Даже несмотря на то что Элизабет привыкла к частым командировкам мужа, она все больше боялась оставаться одна. Во время его поездок по каким-то не понятным ей самой причинам она спала на полу. Когда Ллойд возвращался, она все время бросалась на него в приступах ярости. Она все больше страдала от депрессии. Суицид теперь был скорее не альтернативой, а исходом, к которому все вело.
Восприятие реальности у Элизабет стало более хрупким: желанный психоз позволял ей жить в мире фантазий, в котором она была вольна «отправиться куда угодно». Этот мир был таким далеким от реальности, что никому – даже психиатру – не удавалось достучаться до нее и «увидеть, что там внизу».
В мечтах она представляла себя под защитой сильного красивого мужчины, который ценил бы все ее достойные восхищения качества и был бы бесконечно внимателен. В ее фантазиях он сначала представал ее бывшим учителем, потом ее гинекологом, затем семейным ветеринаром и в конце концов – ее психиатром. Элизабет воспринимала всех этих мужчин сильными, но где-то внутри она также знала, что они для нее недоступны. И все же в ее фантазиях они были очарованы ее шармом и неумолимо тянулись к ней. Когда реальность шла не по ее сценарию – когда один из этих мужчин не отвечал на ее флирт, – она становилась подавленной и испытывала презрение к себе, чувствуя, что недостаточно привлекательна.
Куда бы она ни смотрела, она видела женщин красивее, умнее, лучше себя. Она хотела, чтобы ее волосы были гуще, чтобы глаза были другого цвета, а кожа – чище. Смотрясь в зеркало, она видела в отражении не привлекательную молодую женщину, а старую ведьму с обвисшей грудью, широкой талией и полными икрами. Она презирала себя за то, что она женщина, единственная ценность которой могла заключаться в красоте.

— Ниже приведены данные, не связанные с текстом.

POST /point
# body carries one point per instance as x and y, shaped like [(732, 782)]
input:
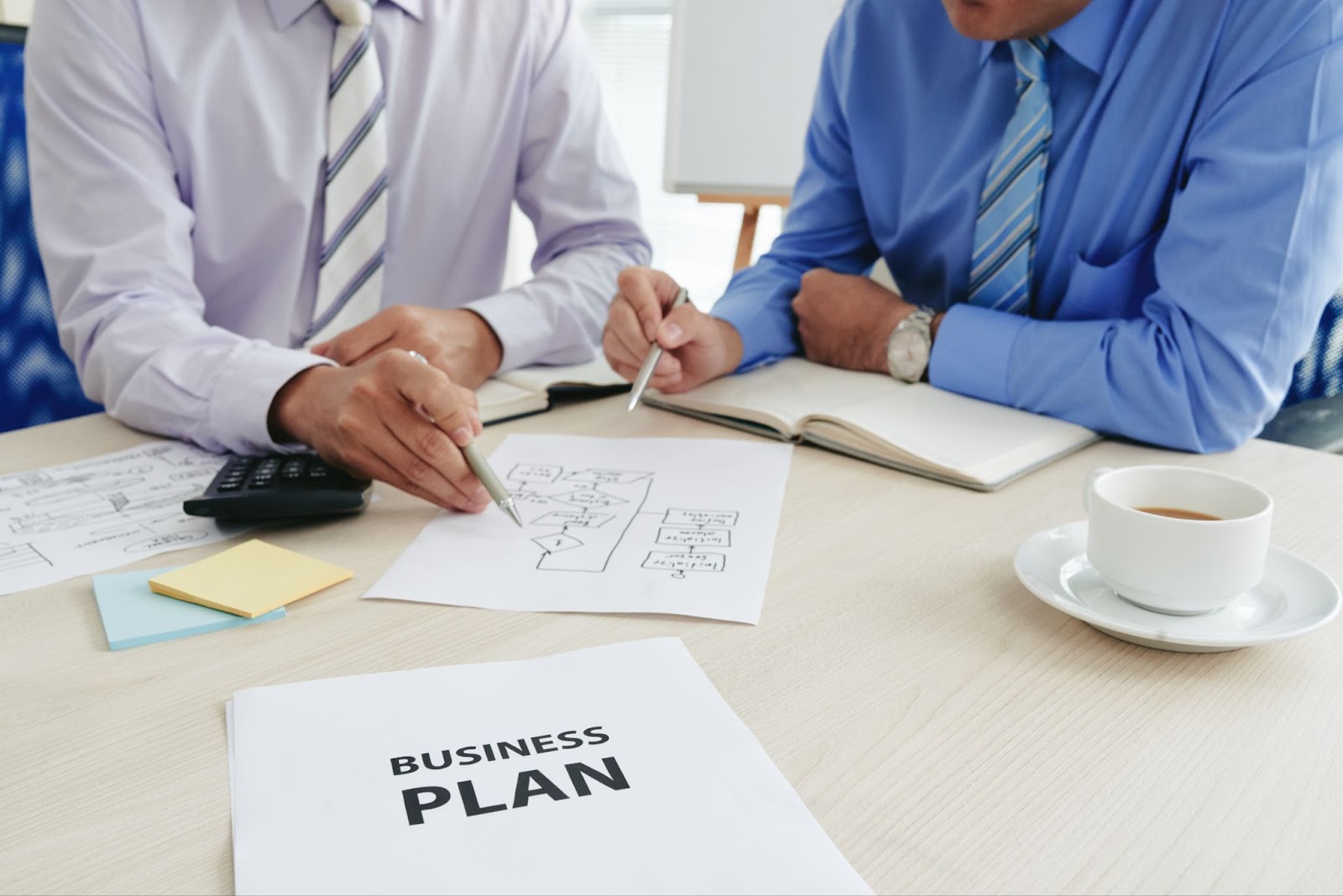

Она мечтала быть мужчиной, как ее братья, «чтобы мой ум тоже имел значение».
На втором году амбулаторной терапии Элизабет пережила несколько потерь, включая смерть любимого дяди, к которому была сильно привязана. Ее преследовали повторяющиеся сны и кошмары, которые она не могла вспомнить после пробуждения. Ее депрессия стала еще глубже, а суицидальные настроения усилились, из-за чего она наконец была госпитализирована.